Ia menegaskan angka Rp1,8 miliar yang beredar bukan laba bersih, melainkan estimasi pendapatan kotor sebelum dikurangi berbagai komponen biaya.
“Angka tersebut bukan laba bersih, melainkan pendapatan sebelum dikurangi biaya investasi, operasional, pemeliharaan, depresiasi, dan risiko usaha lainnya,” katanya.
Respons atas Narasi Media Sosial
BGN menyampaikan klarifikasi tersebut setelah muncul sejumlah konten di media sosial yang mengaitkan program MBG dengan dugaan keuntungan besar mitra, bahkan disertai tudingan penggelembungan harga bahan baku.
Dalam narasi yang beredar, angka Rp1,8 miliar disebut sebagai keuntungan bersih tahunan yang diterima mitra SPPG. Isu tersebut kemudian berkembang dengan mengaitkan kepemilikan dapur layanan dengan kelompok tertentu, sehingga memunculkan persepsi bahwa program MBG dimanfaatkan untuk kepentingan politik.
BGN menilai klaim tersebut tidak didukung perhitungan menyeluruh atas skema investasi dan operasional yang dijalankan mitra.
Skema Investasi dan Risiko Usaha
Sony menjelaskan setiap mitra SPPG wajib menyiapkan investasi awal yang nilainya berkisar antara Rp2,5 miliar hingga Rp6 miliar. Dana tersebut digunakan untuk pembangunan atau renovasi fasilitas, pengadaan peralatan, serta pemenuhan standar keamanan pangan.
Dengan proyeksi pendapatan kotor sekitar Rp1,8 miliar per tahun, mitra tidak serta-merta memperoleh laba pada tahun pertama operasional.
Menurut BGN, titik impas atau Break Even Point (BEP) secara rasional baru dapat tercapai dalam kurun waktu dua hingga 2,5 tahun.
“Pada tahun pertama dan kedua, mitra pada umumnya masih berada dalam fase pengembalian modal dan depresiasi aset,” kata Sony.
Ia juga membantah tudingan bahwa mitra memperoleh keuntungan dengan mengurangi porsi makanan penerima manfaat. BGN menerapkan standar teknis dan pengawasan dalam distribusi makanan untuk memastikan kualitas dan kuantitas sesuai ketentuan.
Seleksi Terbuka dan Berbasis Standar
BGN menegaskan proses rekrutmen mitra SPPG dilakukan secara terbuka. Setiap pihak, baik swasta, koperasi, BUMDes, maupun yayasan, dapat mengikuti seleksi selama memenuhi syarat administratif dan teknis.
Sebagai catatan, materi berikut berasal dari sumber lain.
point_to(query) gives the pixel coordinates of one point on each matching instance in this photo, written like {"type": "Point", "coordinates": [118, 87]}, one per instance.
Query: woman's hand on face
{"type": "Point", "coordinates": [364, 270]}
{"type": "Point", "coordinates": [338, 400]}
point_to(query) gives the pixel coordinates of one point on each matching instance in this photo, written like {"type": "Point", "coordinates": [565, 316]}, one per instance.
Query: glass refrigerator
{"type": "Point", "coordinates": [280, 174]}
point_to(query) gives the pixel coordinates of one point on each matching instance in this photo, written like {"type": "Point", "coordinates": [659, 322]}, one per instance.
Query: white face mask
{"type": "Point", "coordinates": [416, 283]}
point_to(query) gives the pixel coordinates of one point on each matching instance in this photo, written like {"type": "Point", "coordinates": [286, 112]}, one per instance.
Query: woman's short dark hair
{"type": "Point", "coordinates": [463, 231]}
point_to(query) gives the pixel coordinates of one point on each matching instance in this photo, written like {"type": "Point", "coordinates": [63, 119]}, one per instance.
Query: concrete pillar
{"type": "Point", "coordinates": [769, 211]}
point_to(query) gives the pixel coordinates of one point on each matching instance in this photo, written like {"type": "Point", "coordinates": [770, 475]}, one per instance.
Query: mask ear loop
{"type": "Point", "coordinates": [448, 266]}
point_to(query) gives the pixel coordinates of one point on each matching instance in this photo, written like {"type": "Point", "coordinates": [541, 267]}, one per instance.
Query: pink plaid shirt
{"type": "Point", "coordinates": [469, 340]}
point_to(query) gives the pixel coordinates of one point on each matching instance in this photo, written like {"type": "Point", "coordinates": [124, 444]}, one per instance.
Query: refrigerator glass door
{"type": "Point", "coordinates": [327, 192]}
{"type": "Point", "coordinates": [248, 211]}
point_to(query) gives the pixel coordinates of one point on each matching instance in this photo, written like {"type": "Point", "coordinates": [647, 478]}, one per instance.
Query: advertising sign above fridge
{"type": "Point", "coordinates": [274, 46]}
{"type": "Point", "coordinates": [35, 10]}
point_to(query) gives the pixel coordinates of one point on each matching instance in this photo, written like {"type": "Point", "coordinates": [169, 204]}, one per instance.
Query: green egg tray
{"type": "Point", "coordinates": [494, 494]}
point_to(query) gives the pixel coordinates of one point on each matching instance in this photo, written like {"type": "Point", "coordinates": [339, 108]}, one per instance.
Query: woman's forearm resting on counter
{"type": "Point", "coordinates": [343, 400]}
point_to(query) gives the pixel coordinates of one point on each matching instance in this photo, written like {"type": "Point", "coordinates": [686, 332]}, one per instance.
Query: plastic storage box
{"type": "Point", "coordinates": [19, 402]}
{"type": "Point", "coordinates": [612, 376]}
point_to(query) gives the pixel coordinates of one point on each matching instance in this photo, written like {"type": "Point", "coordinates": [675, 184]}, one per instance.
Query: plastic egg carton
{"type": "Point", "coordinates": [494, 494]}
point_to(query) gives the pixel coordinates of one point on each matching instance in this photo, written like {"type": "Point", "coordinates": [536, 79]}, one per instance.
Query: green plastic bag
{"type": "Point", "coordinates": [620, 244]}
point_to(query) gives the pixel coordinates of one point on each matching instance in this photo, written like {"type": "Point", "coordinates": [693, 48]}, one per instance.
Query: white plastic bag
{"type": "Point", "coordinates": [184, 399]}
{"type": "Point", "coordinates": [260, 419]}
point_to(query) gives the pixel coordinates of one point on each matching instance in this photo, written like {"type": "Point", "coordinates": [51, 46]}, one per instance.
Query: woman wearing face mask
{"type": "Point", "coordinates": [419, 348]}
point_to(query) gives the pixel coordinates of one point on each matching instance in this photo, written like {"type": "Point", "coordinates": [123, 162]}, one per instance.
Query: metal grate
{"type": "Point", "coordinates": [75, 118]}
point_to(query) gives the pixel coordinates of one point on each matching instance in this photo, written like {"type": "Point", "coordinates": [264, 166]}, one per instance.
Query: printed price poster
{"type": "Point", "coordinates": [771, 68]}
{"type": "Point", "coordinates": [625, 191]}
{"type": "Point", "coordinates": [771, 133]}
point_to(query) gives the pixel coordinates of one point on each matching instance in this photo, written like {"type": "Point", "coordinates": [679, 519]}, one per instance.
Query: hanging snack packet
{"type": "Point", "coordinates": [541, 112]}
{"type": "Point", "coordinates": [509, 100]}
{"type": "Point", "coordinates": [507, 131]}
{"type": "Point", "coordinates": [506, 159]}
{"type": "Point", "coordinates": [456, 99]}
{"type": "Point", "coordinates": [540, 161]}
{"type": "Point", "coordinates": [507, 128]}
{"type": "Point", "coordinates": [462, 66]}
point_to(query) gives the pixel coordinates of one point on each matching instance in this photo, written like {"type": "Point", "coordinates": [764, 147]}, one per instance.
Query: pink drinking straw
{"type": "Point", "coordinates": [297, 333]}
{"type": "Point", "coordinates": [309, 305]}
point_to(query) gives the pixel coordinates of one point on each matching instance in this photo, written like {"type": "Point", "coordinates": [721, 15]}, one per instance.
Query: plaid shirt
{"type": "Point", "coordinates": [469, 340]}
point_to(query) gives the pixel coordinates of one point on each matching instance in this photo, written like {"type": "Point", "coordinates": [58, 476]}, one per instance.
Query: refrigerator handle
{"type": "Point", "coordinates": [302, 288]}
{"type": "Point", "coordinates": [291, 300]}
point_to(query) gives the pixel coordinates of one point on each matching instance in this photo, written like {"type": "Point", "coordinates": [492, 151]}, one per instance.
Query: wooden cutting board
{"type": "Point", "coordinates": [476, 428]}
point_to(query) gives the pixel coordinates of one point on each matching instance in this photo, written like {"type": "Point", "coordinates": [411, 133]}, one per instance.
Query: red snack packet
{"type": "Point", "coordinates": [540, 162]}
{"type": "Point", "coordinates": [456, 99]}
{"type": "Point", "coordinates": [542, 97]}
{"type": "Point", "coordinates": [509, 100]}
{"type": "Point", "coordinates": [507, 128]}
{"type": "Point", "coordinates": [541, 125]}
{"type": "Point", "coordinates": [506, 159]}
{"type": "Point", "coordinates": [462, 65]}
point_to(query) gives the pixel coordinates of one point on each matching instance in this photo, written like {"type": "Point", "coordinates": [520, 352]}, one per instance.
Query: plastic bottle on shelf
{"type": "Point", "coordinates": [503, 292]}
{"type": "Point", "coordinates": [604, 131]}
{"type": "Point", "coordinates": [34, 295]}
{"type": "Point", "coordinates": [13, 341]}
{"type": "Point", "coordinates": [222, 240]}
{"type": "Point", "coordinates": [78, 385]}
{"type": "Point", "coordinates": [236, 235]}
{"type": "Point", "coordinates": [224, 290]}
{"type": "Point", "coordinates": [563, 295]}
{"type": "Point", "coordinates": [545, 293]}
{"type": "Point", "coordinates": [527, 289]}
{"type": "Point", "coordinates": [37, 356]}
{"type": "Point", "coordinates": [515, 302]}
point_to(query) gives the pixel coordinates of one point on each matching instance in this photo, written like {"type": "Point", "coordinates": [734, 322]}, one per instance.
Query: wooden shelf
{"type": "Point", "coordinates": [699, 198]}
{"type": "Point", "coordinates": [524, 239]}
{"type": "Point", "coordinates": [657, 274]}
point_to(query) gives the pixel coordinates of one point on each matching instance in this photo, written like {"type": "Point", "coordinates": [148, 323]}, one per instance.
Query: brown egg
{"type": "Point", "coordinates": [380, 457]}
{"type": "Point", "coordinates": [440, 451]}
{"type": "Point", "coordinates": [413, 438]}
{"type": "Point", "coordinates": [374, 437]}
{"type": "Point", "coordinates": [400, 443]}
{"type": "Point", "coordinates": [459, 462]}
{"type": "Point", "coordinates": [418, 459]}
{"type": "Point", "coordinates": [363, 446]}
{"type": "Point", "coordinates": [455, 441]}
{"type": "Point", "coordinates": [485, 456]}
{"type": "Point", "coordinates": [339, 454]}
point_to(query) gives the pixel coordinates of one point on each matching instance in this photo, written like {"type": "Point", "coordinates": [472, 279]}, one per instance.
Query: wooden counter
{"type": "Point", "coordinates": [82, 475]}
Persyaratan tersebut mencakup kemampuan investasi Rp2,5–6 miliar, ketersediaan lahan dengan zonasi sesuai, serta pemenuhan standar higienitas dan keamanan pangan sebagaimana diatur dalam Juknis 401.1.
“Tidak ada jaminan kekebalan bagi pihak mana pun. Apabila melanggar SOP keamanan pangan, SPPG tetap dapat disuspend atau diputus kontraknya. Standar teknis dan kepatuhan menjadi satu-satunya parameter evaluasi,” ujarnya.
BGN memastikan pelaksanaan program Makan Bergizi Gratis berjalan dengan prinsip akuntabilitas dan pengawasan berlapis guna menjaga kualitas layanan serta transparansi pengelolaan anggaran negara.